Hip-Hop music might be cool, funky and ghetto, but DJ Socalled thinks that an infusion of an Yiddish could make it even better.

“Hip-hop is all based on breaks, and the Yiddish theater records have amazing breaks in them, and they are original breaks,” said Montreal-based Socalled, who is known as Josh Dolgen when he isn’t working the sound sampler. “You never hear anyone do them — everyone has sampled James Brown breaks, but nobody has sampled these records.”

Socalled is going to be bringing his Yiddish-hip-hop-funk-jazz-dance music collage to Los Angeles on Dec. 18, where he will sample the night away at an early Khanike (Yiddish for Chanukah) concert for a new group called Avada.

Avada is the young and hip offshoot of the Yiddish language and culture promoting organization Yiddishkayt Los Angeles. It aims to make the Eastern European shtetl language chic with the 35-and-under crowd. Tali Pressman, 23, who started Avada with the help of a grant from the Righteous Person’s Foundation, launched it with a spooky splash in August. The first event was a screening of the 1937 Yiddish film, “The Dybbuk,” in the Hollywood Forever Cemetery. More than 700 people attended the screening, and Avada, which comes from the Yiddish word avade, meaning of course, was in business.

“It was actually a revolutionary idea, programming Yiddish events in non-Jewish venues,” Pressman said. “And it’s appealing to me and my generation on their own terms — you can connect with your Jewish identity and that fringe identity in a room with people your age and in a way that speaks to you. There are a lot of young Jews who don’t feel comfortable in the institutional Jewish world, and that are reaching out but … don’t know where to reach out to. We are trying to create that kind of alternative space.”

Pressman became interested in Yiddish culture after studying Jewish and Holocaust studies in college and interning at Yiddishkayt Los Angeles, but she noticed that she was the youngest person by about 30 years at all the Yiddish events she went to.

“That was a little bit discouraging,” she said. “I was going to these events and listening to the music realizing that there is a [Yiddish] contemporary art scene, right now mostly in New York and Montreal, and it just has to be presented to young people in a way that they can appreciate it and in a way that it can be relevant to their lives.”
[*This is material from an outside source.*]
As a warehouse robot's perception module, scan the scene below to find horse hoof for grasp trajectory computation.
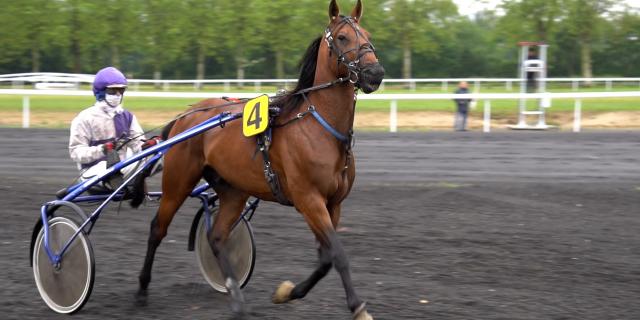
[271,281,296,304]
[231,300,247,320]
[353,303,373,320]
[135,290,147,307]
Pressman is planning four major Avada events every year, including an alternative Passover seder with a Yiddish-saturated haggadah that will take place in a space like the Knitting Factory, featuring celebrity play readings and film screenings. She hopes these events will not only support and nurture the local Yiddish art scene, but that young people will be able to connect to a Yiddish identity and preserve the Yiddish language, which, with the advent of modern Hebrew, many Jews see as largely irrelevant.
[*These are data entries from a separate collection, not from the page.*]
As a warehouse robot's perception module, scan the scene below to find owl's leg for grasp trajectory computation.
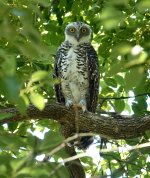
[79,82,88,112]
[61,80,73,108]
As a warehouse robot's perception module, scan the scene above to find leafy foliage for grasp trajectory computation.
[0,0,150,178]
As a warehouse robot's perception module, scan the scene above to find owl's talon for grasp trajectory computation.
[79,99,87,113]
[66,99,73,108]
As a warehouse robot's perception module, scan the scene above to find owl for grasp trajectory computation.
[54,22,99,149]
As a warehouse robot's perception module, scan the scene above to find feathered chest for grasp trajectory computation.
[61,47,88,81]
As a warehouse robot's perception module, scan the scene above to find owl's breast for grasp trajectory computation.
[62,48,88,81]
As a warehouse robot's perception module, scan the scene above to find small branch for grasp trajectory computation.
[0,103,150,139]
[100,93,150,100]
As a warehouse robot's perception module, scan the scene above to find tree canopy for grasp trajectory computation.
[0,0,150,178]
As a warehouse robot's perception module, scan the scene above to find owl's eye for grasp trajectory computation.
[81,28,86,33]
[69,28,75,33]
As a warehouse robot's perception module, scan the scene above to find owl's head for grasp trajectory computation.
[65,22,92,45]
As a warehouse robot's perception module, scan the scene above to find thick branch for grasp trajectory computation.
[0,104,150,139]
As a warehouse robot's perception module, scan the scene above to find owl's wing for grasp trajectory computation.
[87,45,100,112]
[53,47,65,103]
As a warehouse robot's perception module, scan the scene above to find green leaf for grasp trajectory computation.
[115,99,125,113]
[0,113,14,120]
[30,92,45,110]
[31,70,48,82]
[125,67,144,91]
[105,78,117,88]
[0,76,20,104]
[40,131,63,150]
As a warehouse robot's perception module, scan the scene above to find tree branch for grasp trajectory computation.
[0,103,150,139]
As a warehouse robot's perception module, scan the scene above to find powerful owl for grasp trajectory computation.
[54,22,99,149]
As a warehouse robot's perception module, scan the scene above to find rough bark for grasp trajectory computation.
[0,103,150,178]
[0,103,150,139]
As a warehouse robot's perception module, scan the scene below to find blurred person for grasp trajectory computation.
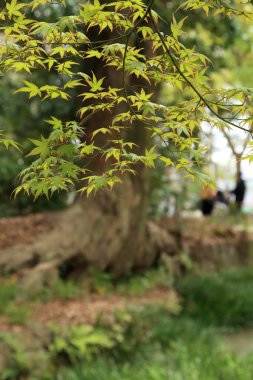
[201,185,215,216]
[231,172,246,211]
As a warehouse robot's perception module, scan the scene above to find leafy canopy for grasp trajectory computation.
[0,0,253,198]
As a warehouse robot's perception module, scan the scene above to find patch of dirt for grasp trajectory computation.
[0,212,57,250]
[0,287,179,332]
[33,287,179,325]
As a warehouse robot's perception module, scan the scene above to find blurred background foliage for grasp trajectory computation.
[0,0,253,217]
“We are constantly trying to reinvent people’s concept of what Yiddish is,” said Aaron Paley, who is the founder and board chair of Yiddishkayt Los Angeles. “I’d say, ‘I’m doing a Yiddish festival,’ and people would say, ‘Great — I’m going to bring my grandmother,’ and I’d say, ‘No — bring your kids.’ I think that Yiddish doesn’t belong solely to the generation of our grandparents, but it belongs to all of us.”
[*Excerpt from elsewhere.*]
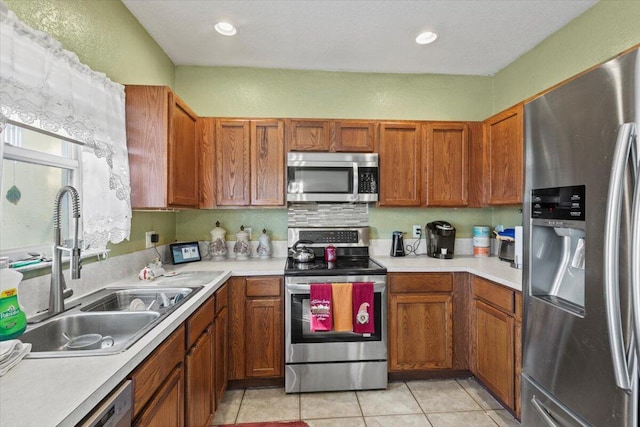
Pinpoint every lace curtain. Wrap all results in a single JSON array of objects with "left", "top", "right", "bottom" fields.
[{"left": 0, "top": 1, "right": 131, "bottom": 249}]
Convincing Generation X and beyond that Yiddish is more than just a shtetl language spoken by grandparents and frockcoat-wearing Jews with long beards and payes is a task that requires originality, artistic credibility and great graphics, which is why the promotional materials that Avada creates could be used to advertise any nightclub or dance venue in the city, and the events themselves have the maximum cool quotient possible.

At the Dec. 18 event, for example, Socalled plans on showing the crowd that you can dance to Yiddish, and you don’t have to put the language in “a museum.”

“The sounds that I use in the beats are often sampled from old Yiddish recordings, cantorial records, Yiddish art songs — which are a genre of Yiddish songs that are more for concert halls, klezmer, basically whatever little isolated funky sounds I could find in Jewish music,” Socalled said. “The root of the music is dance music, so this is new dance music based on old dance music.”

Socalled thinks that Jews need to stand up and reclaim their culture.

“Black music is ubiquitous in America — you hear jazz and blues and you see photographs of great jazz musicians, but because of assimilation and the Holocaust … Jews didn’t want to be Jewish, or be seen as Jewish. They wanted to disappear into America,” he said. “But they had such an incredibly rich culture. I want people to hear how funky we are, and we have to rediscover how funky we were, because we forgot. It’s complicated.”

DJ Socalled will be performing at the Extreme Khanike
Party at The Echo, 1822 Sunset Blvd., Echo Park, on Dec. 18 at 8 p.m. For more
information, call (323) 692-8151, or visit www.avadaproject.org .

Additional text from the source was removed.